Great job Brandon...Kawasaki Recovery Team was on the scene!


----------



## NMKawierider (Apr 11, 2009)

lilbigtonka said:


> ..just brought this one back to life after *he* tried following me when I told *him* not to lol.....
> 
> 
> the wetter the better


He? Right...Think I'd help too..


----------



## phreebsd (Dec 16, 2004)

that's what i was thinking


----------



## Shrek (Oct 4, 2011)

Rack High said:


> Great job Brandon...Kawasaki Recovery Team was on the scene!


:agreed: its funny how my father refers to my quad as my "submarine" That pic says it all.


----------



## Big D (Jun 23, 2009)

nmkawierider said:


> He? Right...Think I'd help too..


I was wondering about that too. I had to go back and take a look. 
Dude, I think we need to find you a book that explains the differences between men (He) and women (She)


----------



## lilbigtonka (Dec 30, 2008)

Ummm wow guys and gals I guess you don't see the driver off the bike, a HE is hooking up to the back of the bike lol....people these days......and yes she was chilling like a villain....and BTW that was within the first 5 min of riding lol 

the wetter the better


----------



## Shrek (Oct 4, 2011)

Holy Cr*p!!! the first 5 min of riding sounds like something that would be describing my luck LOL


----------



## Polaris425 (Dec 16, 2004)

Hope you talked him into some snorkels!


Posted via TapaTalk.


----------



## lilbigtonka (Dec 30, 2008)

O yeah he already told me when I am ready he will bring it over and we will get to work on it.....

the wetter the better


----------



## jrpro130 (May 10, 2009)

Good work man. Those things are easy as all heck to snorkel. If I remember right last one I did we punched another hole thru airbox and did dual airbox. It choked on one 1.5 snorkel. 

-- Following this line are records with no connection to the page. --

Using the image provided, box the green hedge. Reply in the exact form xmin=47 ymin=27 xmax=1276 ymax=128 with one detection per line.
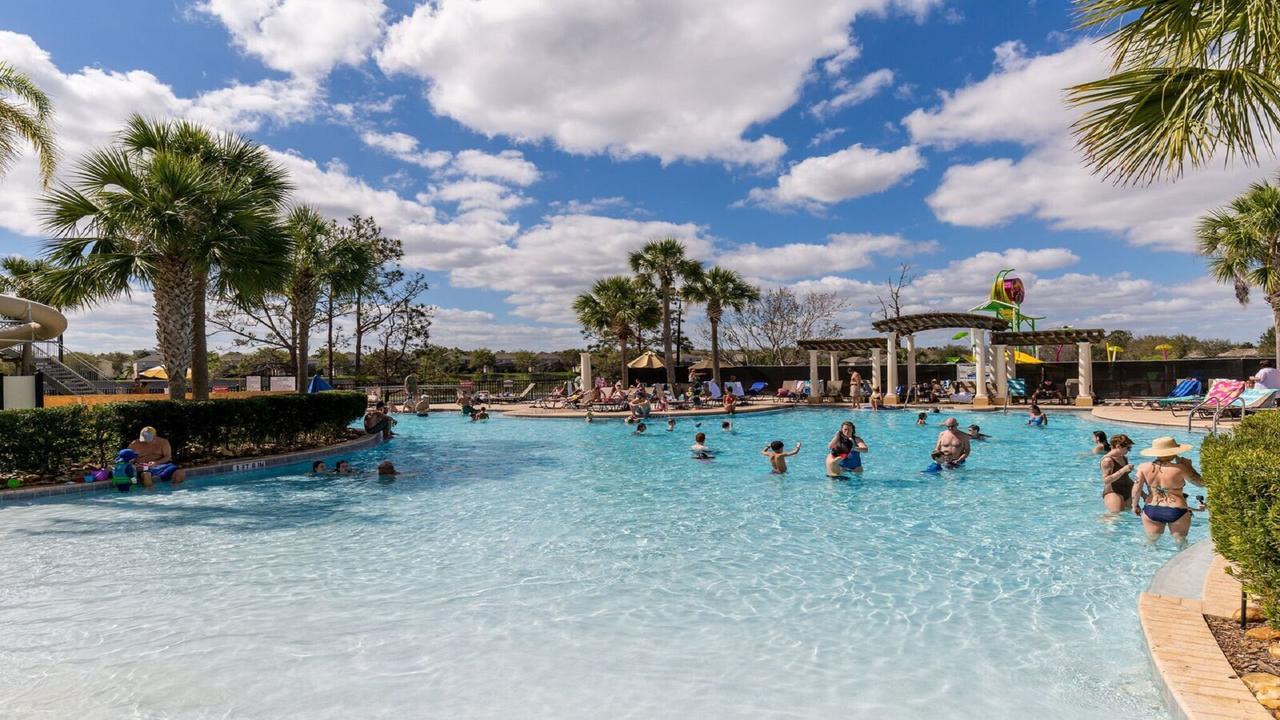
xmin=0 ymin=392 xmax=365 ymax=475
xmin=1201 ymin=411 xmax=1280 ymax=628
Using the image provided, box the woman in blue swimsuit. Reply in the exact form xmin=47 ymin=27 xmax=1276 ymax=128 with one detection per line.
xmin=1133 ymin=437 xmax=1204 ymax=547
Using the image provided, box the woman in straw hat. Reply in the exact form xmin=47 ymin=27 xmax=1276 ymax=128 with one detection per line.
xmin=1133 ymin=437 xmax=1204 ymax=547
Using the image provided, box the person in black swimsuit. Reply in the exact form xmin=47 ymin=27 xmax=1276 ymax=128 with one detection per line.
xmin=1100 ymin=434 xmax=1133 ymax=512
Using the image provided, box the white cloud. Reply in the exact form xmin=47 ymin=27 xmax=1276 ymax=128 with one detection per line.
xmin=360 ymin=131 xmax=453 ymax=170
xmin=809 ymin=68 xmax=893 ymax=118
xmin=453 ymin=150 xmax=539 ymax=186
xmin=449 ymin=215 xmax=712 ymax=324
xmin=748 ymin=145 xmax=924 ymax=209
xmin=717 ymin=233 xmax=937 ymax=279
xmin=904 ymin=41 xmax=1280 ymax=251
xmin=196 ymin=0 xmax=387 ymax=78
xmin=378 ymin=0 xmax=936 ymax=164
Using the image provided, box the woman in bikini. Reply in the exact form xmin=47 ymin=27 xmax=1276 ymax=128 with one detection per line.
xmin=1133 ymin=437 xmax=1204 ymax=547
xmin=1100 ymin=434 xmax=1133 ymax=512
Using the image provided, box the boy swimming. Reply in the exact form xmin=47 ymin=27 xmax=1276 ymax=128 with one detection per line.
xmin=689 ymin=433 xmax=714 ymax=460
xmin=760 ymin=439 xmax=800 ymax=475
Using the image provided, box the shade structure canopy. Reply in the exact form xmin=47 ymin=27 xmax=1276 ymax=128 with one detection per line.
xmin=796 ymin=337 xmax=884 ymax=352
xmin=627 ymin=350 xmax=666 ymax=369
xmin=138 ymin=365 xmax=191 ymax=380
xmin=872 ymin=313 xmax=1009 ymax=334
xmin=991 ymin=328 xmax=1107 ymax=345
xmin=689 ymin=357 xmax=733 ymax=370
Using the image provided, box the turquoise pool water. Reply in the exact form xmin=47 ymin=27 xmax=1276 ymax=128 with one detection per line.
xmin=0 ymin=410 xmax=1206 ymax=720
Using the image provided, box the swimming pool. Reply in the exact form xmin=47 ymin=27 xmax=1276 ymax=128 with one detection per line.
xmin=0 ymin=409 xmax=1206 ymax=720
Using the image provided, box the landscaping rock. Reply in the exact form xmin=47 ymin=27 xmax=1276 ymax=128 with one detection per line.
xmin=1244 ymin=625 xmax=1280 ymax=643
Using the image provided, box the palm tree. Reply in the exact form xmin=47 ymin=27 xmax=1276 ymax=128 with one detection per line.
xmin=120 ymin=115 xmax=291 ymax=400
xmin=573 ymin=275 xmax=671 ymax=384
xmin=0 ymin=255 xmax=56 ymax=375
xmin=1070 ymin=0 xmax=1280 ymax=182
xmin=684 ymin=268 xmax=760 ymax=384
xmin=627 ymin=237 xmax=703 ymax=386
xmin=284 ymin=205 xmax=374 ymax=392
xmin=1197 ymin=182 xmax=1280 ymax=357
xmin=42 ymin=147 xmax=215 ymax=400
xmin=0 ymin=61 xmax=58 ymax=187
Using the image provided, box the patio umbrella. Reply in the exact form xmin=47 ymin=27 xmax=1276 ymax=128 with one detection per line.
xmin=627 ymin=350 xmax=666 ymax=369
xmin=138 ymin=365 xmax=191 ymax=380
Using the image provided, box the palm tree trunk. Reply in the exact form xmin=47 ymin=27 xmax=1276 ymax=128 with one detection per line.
xmin=710 ymin=318 xmax=719 ymax=386
xmin=326 ymin=287 xmax=333 ymax=383
xmin=152 ymin=258 xmax=196 ymax=400
xmin=662 ymin=282 xmax=676 ymax=387
xmin=618 ymin=336 xmax=631 ymax=388
xmin=191 ymin=273 xmax=209 ymax=400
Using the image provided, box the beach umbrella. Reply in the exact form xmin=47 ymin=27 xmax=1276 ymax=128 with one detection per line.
xmin=627 ymin=350 xmax=664 ymax=369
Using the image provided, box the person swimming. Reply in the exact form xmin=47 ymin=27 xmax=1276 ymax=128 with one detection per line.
xmin=827 ymin=420 xmax=867 ymax=473
xmin=689 ymin=433 xmax=716 ymax=460
xmin=1027 ymin=402 xmax=1048 ymax=428
xmin=1094 ymin=433 xmax=1133 ymax=512
xmin=760 ymin=439 xmax=800 ymax=475
xmin=1093 ymin=430 xmax=1114 ymax=455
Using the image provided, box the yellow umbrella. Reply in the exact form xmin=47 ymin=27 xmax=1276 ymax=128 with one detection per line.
xmin=627 ymin=350 xmax=666 ymax=369
xmin=138 ymin=365 xmax=191 ymax=380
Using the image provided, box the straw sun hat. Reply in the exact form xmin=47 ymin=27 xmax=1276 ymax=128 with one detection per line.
xmin=1140 ymin=436 xmax=1192 ymax=457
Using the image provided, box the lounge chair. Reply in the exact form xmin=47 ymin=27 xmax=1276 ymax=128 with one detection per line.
xmin=1172 ymin=380 xmax=1244 ymax=424
xmin=1128 ymin=378 xmax=1201 ymax=410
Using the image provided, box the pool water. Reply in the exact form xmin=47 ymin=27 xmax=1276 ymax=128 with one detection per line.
xmin=0 ymin=409 xmax=1206 ymax=720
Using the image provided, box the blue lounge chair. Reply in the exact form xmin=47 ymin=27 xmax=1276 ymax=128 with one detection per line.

Should be wrenching instead of using TapaTalk


----------



## Big D (Jun 23, 2009)

lilbigtonka said:


> Ummm wow guys and gals I guess you don't see the driver off the bike, a HE is hooking up to the back of the bike lol....people these days......and yes she was chilling like a villain....and BTW that was within the first 5 min of riding lol
> 
> the wetter the better


I thought that was you back there.


----------



## lilbigtonka (Dec 30, 2008)

im not the one in the background either lol.....poor big d.......good try though


----------



## primetime1267 (Aug 31, 2009)

You were just trying to buy another bike for cheap.. LOL "yeah man, its done, I'll give 200 for it though" LOL


----------



## lilbigtonka (Dec 30, 2008)

lol shoot listen here mr i want 5000 for a bike and walk away with it for dang near 1500 lol.......dont know how you do it but i def need some leasons on that from you and i will give you riding lessons lol


----------